Nature & Travel

Saved by the meteorite, how dinosaur extinction paved way for grapes

Image created by openart.ai
Image created by openart.ai
podpis źródła zdjęcia

Have you ever thought that the extinction of dinosaurs is likely connected to the grapes you eat today or the wine you drink? And yes, before you ask, grape plants are quite old.

It’s not confirmed if giants roaming the earth millions of years ago knew how to make wine, but they probably ate a lot of grapes, so when they disappeared approximately 66 million years ago, vining plants, such as grapes, could truly spread throughout the globe.

Paleobotanist Fabiany Herrera, an assistant curator of paleobotany at the Field Museum in Chicago’s Negaunee Integrative Research Center, took inspiration from a 2013 study published by his PhD advisor, Steven Manchester, describing the oldest known grape seed fossil from India.

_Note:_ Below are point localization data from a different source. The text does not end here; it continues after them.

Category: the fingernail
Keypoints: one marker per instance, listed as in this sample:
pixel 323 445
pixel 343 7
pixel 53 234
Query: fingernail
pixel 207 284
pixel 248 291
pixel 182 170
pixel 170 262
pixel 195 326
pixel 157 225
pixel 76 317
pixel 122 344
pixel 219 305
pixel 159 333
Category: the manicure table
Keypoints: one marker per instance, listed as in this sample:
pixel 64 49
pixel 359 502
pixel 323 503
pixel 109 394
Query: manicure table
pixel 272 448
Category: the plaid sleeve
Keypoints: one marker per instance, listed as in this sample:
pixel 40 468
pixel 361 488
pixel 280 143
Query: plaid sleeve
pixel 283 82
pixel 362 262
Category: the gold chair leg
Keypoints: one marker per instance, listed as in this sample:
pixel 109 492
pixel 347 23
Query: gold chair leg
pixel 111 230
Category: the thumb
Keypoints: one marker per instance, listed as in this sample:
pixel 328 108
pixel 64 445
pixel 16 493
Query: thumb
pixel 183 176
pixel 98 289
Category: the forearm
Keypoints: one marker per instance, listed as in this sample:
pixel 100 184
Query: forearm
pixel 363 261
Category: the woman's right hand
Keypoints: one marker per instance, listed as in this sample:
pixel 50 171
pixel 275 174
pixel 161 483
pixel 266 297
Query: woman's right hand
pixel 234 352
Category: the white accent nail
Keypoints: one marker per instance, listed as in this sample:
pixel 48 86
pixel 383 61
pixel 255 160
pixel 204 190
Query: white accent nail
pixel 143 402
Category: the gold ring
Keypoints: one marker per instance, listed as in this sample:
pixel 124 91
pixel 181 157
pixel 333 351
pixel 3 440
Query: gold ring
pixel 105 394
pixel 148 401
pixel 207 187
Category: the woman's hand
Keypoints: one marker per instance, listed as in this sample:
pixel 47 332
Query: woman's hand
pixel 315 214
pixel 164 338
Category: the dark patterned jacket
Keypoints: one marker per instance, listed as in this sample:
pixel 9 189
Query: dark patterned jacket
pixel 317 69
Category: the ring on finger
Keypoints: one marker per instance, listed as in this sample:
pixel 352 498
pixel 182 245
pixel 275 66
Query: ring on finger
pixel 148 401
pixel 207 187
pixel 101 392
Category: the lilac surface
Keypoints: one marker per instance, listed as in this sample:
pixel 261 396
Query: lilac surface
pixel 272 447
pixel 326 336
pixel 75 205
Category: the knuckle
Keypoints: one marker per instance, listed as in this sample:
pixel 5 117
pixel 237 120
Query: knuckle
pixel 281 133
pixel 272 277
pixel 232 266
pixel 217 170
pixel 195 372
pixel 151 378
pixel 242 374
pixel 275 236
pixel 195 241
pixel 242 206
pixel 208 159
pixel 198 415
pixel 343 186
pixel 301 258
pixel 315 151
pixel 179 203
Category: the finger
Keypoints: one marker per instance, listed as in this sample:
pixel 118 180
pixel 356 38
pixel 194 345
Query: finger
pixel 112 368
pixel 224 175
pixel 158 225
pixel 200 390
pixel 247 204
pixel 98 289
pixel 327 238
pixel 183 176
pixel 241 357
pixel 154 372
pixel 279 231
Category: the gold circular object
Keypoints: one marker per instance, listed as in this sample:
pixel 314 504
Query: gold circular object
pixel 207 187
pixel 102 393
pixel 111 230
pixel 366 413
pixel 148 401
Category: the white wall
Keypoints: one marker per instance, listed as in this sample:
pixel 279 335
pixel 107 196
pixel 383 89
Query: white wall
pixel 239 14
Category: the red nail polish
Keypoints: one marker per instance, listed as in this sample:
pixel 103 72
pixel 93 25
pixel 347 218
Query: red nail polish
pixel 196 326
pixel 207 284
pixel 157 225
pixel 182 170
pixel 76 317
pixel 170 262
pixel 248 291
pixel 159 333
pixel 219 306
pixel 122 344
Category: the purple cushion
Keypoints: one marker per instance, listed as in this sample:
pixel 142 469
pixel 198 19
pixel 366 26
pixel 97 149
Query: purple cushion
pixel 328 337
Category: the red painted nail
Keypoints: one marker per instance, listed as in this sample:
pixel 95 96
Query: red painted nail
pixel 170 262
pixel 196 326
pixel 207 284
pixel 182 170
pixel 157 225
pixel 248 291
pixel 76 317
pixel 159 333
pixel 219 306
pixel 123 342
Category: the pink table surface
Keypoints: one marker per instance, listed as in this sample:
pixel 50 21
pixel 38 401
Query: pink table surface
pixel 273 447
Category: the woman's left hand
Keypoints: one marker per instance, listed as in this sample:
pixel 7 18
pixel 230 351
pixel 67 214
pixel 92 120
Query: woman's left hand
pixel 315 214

He consequently set out for South America in search of one, as he suspected they might be there too. His efforts paid off in 2022 when team member Mónica Carvalho, an assistant curator at the University of Michigan, spotted a grape fossil in the Colombian Andes.

This 60-million-year-old find was not only the first in South America but also among the oldest globally, and eventually the team found nine new fossil grape species, between 19 million and 60 million years old.

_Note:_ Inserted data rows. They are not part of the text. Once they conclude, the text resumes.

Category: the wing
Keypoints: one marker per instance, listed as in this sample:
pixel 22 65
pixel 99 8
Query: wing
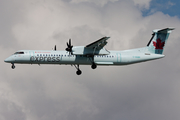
pixel 99 44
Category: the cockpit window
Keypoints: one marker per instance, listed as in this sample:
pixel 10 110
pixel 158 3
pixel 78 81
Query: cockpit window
pixel 19 53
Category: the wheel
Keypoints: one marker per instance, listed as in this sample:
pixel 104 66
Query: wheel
pixel 13 66
pixel 79 72
pixel 94 66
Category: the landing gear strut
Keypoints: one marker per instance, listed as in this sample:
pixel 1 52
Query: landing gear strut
pixel 78 72
pixel 13 66
pixel 93 66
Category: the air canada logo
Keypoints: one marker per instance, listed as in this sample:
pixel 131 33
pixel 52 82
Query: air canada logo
pixel 158 44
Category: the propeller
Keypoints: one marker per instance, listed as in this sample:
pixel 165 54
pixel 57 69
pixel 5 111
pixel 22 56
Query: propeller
pixel 69 47
pixel 55 48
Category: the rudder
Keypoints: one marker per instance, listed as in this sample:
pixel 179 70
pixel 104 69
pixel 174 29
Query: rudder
pixel 158 40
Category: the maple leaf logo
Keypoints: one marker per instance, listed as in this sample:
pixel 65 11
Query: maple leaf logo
pixel 158 44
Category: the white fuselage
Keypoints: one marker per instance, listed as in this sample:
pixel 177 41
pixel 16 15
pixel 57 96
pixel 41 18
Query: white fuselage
pixel 63 57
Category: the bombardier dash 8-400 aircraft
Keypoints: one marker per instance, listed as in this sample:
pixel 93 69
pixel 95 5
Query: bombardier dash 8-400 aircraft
pixel 94 54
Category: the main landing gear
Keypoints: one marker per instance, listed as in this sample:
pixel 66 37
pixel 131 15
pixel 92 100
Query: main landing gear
pixel 79 72
pixel 13 66
pixel 93 66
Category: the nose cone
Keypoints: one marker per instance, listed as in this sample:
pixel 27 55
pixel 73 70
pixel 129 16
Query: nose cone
pixel 8 60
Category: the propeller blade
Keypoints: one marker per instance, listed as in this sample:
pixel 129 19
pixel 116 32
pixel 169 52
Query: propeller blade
pixel 55 47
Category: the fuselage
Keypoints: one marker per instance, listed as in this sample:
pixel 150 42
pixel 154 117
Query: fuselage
pixel 63 57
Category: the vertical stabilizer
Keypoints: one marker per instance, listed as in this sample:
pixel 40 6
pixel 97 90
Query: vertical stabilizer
pixel 157 43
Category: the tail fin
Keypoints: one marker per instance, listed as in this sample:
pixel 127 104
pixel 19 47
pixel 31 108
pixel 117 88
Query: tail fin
pixel 158 40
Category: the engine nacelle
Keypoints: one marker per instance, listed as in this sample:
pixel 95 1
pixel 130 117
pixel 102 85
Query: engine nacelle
pixel 81 50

In their findings, published in Nature Plants, Herrera describes the grape seeds found in Colombia, Panama, and Peru that represent the oldest known grape species in the Western Hemisphere, shedding light on how grapes spread after the dinosaurs’ demise.

“These are the oldest grapes ever found in this part of the world, and they’re a few million years younger than the oldest ones ever found on the other side of the planet,” says Herrera, the lead author of the Nature Plants paper.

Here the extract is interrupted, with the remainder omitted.